À ma Bretagne - Sophie Hüe
Viens, ma Bretagne chérie,
Viens te mirer dans mes vers,
Avec ta lande fleurie,
Tes grands sapins toujours verts ;
Tes bruyères, tes silènes,
La neige de tes blés noirs,
L’été blanchissant tes plaines,
Autour de tes vieux manoirs ;
Tes belles filles accortes,
Cœurs chastes, fronts rougissants,
Debout sur le seuil des portes,
Disant bonjour aux passants ;
Tes gars têtus et robustes,
Que Paris n’attire pas,
Laboureurs aux larges bustes,
Gais marins, vaillants soldats ;
Tes vieillards, la foi dans l’âme,
Tes matrones d’autrefois,
Qui sur le pain qu’on entame
Font le signe de la croix.
Donne, ma Bretagne antique,
A ces vers de toi remplis
Le charme mélancolique
De tes doux horizons gris,
De tes grèves aux joncs rosés,
Où le vent du gouffre amer
Vient murmurer tant de choses
Dans les rumeurs de la mer.
Mêlés de rayons et d’ombres,
Qu’ils gardent dans leur essor
La fraîcheur de tes bois sombres,
Les parfums de tes fleurs d’or.
Donne-leur la grâce fière
Qu’imprimèrent les aïeux
A la dentelle de pierre
De tes clochers merveilleux.
Sache que pour toi je prie,
Que, sans regret ni désir,
Je t’aurais pour ma patrie
Choisie, en pouvant choisir.
Par Dieu bientôt réclamée,
Je mets mon espoir en toi,
Et pour t’avoir tant aimée,
O ma Bretagne, aime-moi.
Je ne cherche pas la gloire
Des poètes en renom,
Mais un coin dans ta mémoire,
Où demeure écrit mon nom.
Date de publication inconnue
Sophie Hüe, poétesse méconnue mais profondément attachée à sa Bretagne natale, compose avec À ma Bretagne un véritable chant d’amour à cette terre de traditions et de contrastes.
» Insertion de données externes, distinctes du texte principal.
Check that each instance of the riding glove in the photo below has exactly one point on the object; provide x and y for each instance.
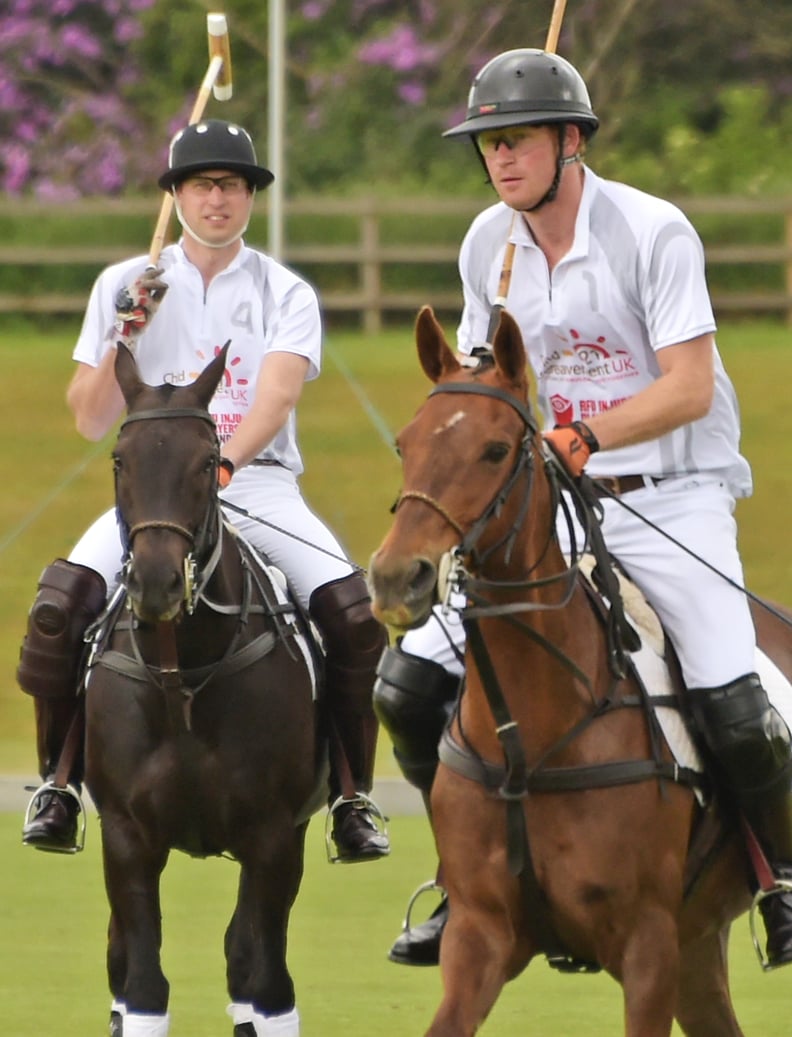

Dans ses vers empreints de tendresse et de fierté, elle peint un paysage vivant, entre landes fleuries, manoirs ancestraux et clochers sculptés par le temps. Elle évoque un peuple solide et fidèle à ses racines : marins et laboureurs, filles au regard franc et vieillards empreints de sagesse. Son poème, à la fois prière et déclaration, capte l’essence même de l’âme bretonne, ce mélange subtil de mélancolie et de grandeur. À travers ses images poétiques, on ressent le souffle du vent sur les grèves et l’écho des vagues murmurant des légendes oubliées. Plus qu’un simple poème, À ma Bretagne est une promesse d’attachement indéfectible à une terre aimée jusqu’au dernier souffle.